New corona studies: The virus probably came from the animal market in Wuhan

Status: 07/27/2022 1:49 p.m

New studies support the assumption that the starting point for the corona virus was an animal market in the Chinese metropolis of Wuhan. The thesis that the virus came from a Chinese laboratory is considered unlikely.

Two new studies come to the conclusion that the corona virus first broke out at an animal market in the Chinese metropolis of Wuhan – and did not come from a Chinese laboratory. The research showed “that it is simply not plausible that this virus was introduced to the Wuhan market in any way other than through the wildlife trade,” said one of the authors, University of Arizona virologist Michael Worobey.

Worobey’s study was published by the scientific journal “Science”. She evaluated available temporal and local data on the first known corona cases in Wuhan. The researchers found that the earliest cases of Covid-19 were concentrated in traders or people who bought or sold live animals at Huanan Market.
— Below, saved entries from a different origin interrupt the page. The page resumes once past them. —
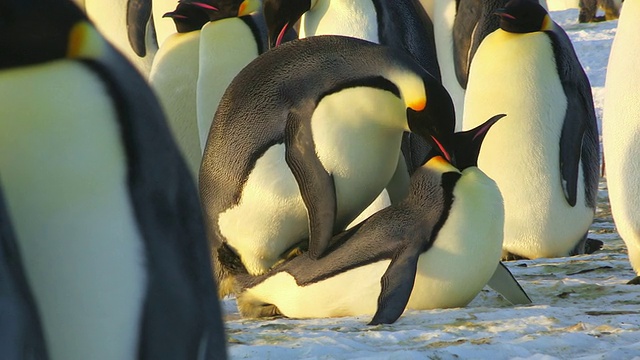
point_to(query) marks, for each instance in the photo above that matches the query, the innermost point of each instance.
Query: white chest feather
(521, 152)
(443, 19)
(64, 174)
(621, 129)
(173, 77)
(467, 249)
(354, 292)
(226, 47)
(355, 18)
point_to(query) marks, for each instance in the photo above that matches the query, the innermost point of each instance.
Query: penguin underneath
(103, 207)
(178, 64)
(436, 249)
(20, 328)
(305, 137)
(549, 176)
(620, 131)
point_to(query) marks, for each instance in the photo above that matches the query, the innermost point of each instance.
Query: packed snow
(582, 307)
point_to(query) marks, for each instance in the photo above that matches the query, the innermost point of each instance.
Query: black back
(21, 335)
(253, 112)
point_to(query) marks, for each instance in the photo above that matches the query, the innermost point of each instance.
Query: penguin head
(280, 15)
(523, 16)
(434, 118)
(38, 31)
(191, 15)
(467, 144)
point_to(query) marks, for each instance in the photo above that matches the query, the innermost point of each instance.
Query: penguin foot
(251, 309)
(634, 281)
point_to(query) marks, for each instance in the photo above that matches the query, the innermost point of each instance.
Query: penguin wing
(138, 16)
(506, 285)
(397, 285)
(316, 184)
(578, 140)
(21, 334)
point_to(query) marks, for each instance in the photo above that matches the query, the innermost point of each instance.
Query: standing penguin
(214, 54)
(305, 137)
(437, 248)
(20, 328)
(549, 177)
(621, 128)
(103, 207)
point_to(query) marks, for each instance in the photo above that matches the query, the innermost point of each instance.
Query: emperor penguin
(104, 210)
(400, 24)
(459, 26)
(436, 249)
(305, 137)
(127, 24)
(20, 327)
(549, 176)
(620, 131)
(226, 47)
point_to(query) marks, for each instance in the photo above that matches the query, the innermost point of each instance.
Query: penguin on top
(549, 177)
(305, 137)
(103, 208)
(620, 131)
(435, 249)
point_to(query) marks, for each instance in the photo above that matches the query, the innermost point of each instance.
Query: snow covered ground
(582, 308)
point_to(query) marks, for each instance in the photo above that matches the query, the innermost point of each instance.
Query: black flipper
(503, 282)
(138, 16)
(579, 139)
(397, 285)
(316, 184)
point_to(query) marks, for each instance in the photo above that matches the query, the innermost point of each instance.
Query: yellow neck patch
(85, 42)
(248, 7)
(439, 164)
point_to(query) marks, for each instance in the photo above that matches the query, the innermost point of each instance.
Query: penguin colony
(288, 146)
First cases appeared closely around Huanan market

The research team also looked at the first 155 corona infections in Wuhan. Accordingly, they were grouped closely around the Huanan market, while later infections were widely distributed in the metropolis. Therefore, the authors conclude that the virus originated in this market and spread from there. However, the researchers did not determine from which animal species the virus jumped to humans.

In the second study, also published in Science magazine, researchers examined the genetic data of early corona cases. They followed two lineages of the pathogen. Again, the scientists came to the conclusion that the virus probably jumped from animals in the Huanan market to humans.
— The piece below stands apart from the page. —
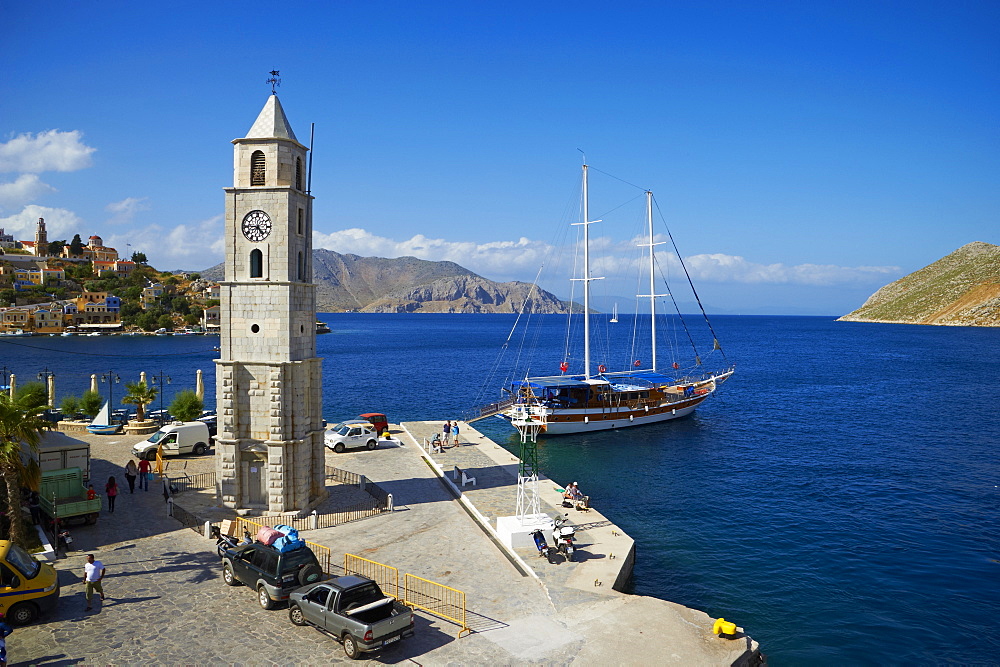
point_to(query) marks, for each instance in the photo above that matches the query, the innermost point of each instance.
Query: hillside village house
(119, 267)
(150, 294)
(92, 310)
China has so far rejected further WHO research

The corona pandemic first appeared in Wuhan at the end of 2019. It was soon speculated that the virus could have escaped in an accident at the institute of virology in Wuhan, where research on corona viruses is carried out. A team of experts from the World Health Organization (WHO) was only allowed to travel to China more than 12 months later and had returned without clear results.

The report presented by the WHO experts classified the so-called laboratory theory as “extremely unlikely”. However, there is a debate among scientists as to whether the virus could have escaped from a laboratory in Wuhan.

Many countries have expressed concern that international experts have been denied access to important data in their investigation in China. The Chinese government has so far vehemently rejected further investigations, which WHO chief Tedros Adhanom Ghebreyesus has also called for.